View attachment 757015 Hello everyone,

i have a Columbia Pope Chainless Model 65 (1989?) that i have had in my living room for about 10 years and it is time to do some research before i decide to either have it restored or sell it to a loving home.  Here are a few pics for you guys to checkout and would love to both know more about it and how much is it worth.

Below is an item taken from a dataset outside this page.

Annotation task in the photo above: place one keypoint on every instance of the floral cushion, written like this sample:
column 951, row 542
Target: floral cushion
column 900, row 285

I also have a parts box with the original


 

 

 

 

 

 

 

 

 

 

 

 

 seat and driveshaft cup

Thanks!

Jai


----------



## jaidecker (Feb 18, 2018)

Here is a pic of the seat and drive cup


----------



## bike (Feb 18, 2018)

Messing with it will reduce the value- just find another tire to match the front and the same seat with a good cover and you are done!


----------



## redline1968 (Feb 18, 2018)

Nice I like it... i has the wrong pedals and rear hub has been changed. should look like the front with ball end spokes..  very hard to find.  It needs  a original seat and the paint looks to be resprayed at one time.  That’s it on I’d leave it alone..


----------



## mike j (Feb 18, 2018)

Really, really nice bike. Good luck w/ it. I agree w/ all of the previous comments. As far as actual year of the bike, I believe that "the American bicycle company" was only in existence from 1900 to1901, or thereabouts.


----------



## GiovanniLiCalsi (Feb 19, 2018)

mike j said:


> Really, really nice bike. Good luck w/ it. I agree w/ all of the previous comments. As far as actual year of the bike, I believe that "the American bicycle company" was only in existence from 1900 to1901, or thereabouts.



Actually, 1899


----------



## GiovanniLiCalsi (Feb 19, 2018)

mike j said:


> Really, really nice bike. Good luck w/ it. I agree w/ all of the previous comments. As far as actual year of the bike, I believe that "the American bicycle company" was only in existence from 1900 to1901, or thereabouts.




https://thecabe.com/forum/threads/cycle-age-factory-output-estimates-1899.126121/


----------